The shares of the biopharmaceutical firm Hutchmed China backed by the Hong Kong billionaire jumped 12% this morning, the most since March 13, before paring gains. (EPA Images pic)
HONG KONG:
Biopharmaceutical firm Hutchmed China Ltd, backed by Hong Kong billionaire Li Ka-shing, saw its shares rally this morning after announcing it will divest shares in a joint venture for about US$608 million to sharpen focus on its core business of developing novel cancer therapies.

Hutchmed, whose biggest shareholder is Li’s flagship conglomerate CK Hutchison Holdings Ltd, will sell a combined 45% interest in Shanghai Hutchison Pharmaceuticals Ltd to Chinese companies GP Health Service Capital Co and Shanghai Pharmaceuticals Holding Co, according to stock exchange filings yesterday.

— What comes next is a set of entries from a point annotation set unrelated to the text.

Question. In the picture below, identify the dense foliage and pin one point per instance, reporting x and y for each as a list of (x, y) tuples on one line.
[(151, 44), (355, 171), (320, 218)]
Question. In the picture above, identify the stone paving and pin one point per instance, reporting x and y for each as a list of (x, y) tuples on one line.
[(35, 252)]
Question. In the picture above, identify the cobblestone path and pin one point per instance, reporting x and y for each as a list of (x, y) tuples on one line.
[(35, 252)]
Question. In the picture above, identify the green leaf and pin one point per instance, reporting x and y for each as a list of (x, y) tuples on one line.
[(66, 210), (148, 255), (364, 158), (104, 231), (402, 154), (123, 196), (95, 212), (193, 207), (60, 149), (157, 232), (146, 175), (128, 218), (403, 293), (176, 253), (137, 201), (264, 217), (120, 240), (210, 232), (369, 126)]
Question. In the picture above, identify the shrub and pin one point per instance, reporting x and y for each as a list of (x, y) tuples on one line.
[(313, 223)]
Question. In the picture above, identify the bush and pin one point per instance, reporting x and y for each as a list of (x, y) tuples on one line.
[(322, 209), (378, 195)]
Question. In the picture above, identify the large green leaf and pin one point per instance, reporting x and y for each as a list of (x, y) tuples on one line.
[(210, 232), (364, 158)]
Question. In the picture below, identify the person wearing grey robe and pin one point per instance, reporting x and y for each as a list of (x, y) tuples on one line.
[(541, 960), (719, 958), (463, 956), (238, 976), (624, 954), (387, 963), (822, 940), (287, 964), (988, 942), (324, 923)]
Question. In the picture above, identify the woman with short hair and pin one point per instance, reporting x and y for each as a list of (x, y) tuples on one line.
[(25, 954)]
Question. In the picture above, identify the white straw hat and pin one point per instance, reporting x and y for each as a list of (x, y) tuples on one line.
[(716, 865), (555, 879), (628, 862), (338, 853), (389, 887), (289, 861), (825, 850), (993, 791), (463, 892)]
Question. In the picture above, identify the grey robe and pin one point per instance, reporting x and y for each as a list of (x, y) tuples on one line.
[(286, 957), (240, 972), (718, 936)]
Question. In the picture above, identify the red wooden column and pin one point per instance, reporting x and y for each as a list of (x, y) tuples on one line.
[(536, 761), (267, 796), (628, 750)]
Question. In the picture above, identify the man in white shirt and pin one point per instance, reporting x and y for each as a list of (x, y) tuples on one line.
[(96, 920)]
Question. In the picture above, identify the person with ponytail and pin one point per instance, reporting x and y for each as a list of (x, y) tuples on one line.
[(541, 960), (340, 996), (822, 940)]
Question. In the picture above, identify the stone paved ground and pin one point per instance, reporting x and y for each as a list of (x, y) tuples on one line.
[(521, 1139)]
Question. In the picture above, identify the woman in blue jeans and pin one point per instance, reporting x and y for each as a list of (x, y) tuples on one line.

Shares jumped as much as 12% this morning, the most since March 13, before paring gains.

Shanghai Pharma, which already owns 50% of shares in the target company, will hold 60% interest in the target company after the transaction, according to the filings.

Hutchmed is required to pay compensation to the buyers if the target company doesn’t meet certain profit thresholds.

Facing a challenging capital market, Hutchmed has sought to balance investments in innovative technologies with its stated goal of becoming profitable in 2025.

With three internally-discovered medicines marketed in China, it is building on momentum around Fruzaqla, its first cancer drug that broke into developed markets like the US, Europe and Japan via a partnership with Japanese pharmaceutical giant Takeda Pharmaceutical Co.

Fruzaqla, which treats colorectal cancer, delivered US$203 million in net sales in the first nine months of 2024, triggering a US$20 million milestone payment to Hutchmed in October.

Shanghai Hutchison Pharmaceuticals was established in 2001 to manufacture and sell branded prescription drugs, predominantly for cardiovascular diseases.

Hutchmed expects to record a gain of about US$477 million before tax from the deal, which will be reinvested into developing its core businesses including targeted therapies for treating cancer and immunological diseases, the company said in its statement.

Like many other Chinese drugmakers, Hutchmed is developing antibody-drug conjugates, a powerful and selective type of cancer treatment that global leaders from AstraZeneca Plc to Pfizer Inc have bet heavily on.

The gold rush has led to a cadre of biopharma companies sourcing assets from China, the latest being Roche’s licensing deal with Innovent Biologics Inc.

Hutchmed is planning clinical trials for the first of its antibody-targeted therapy conjugates in the second half of 2025.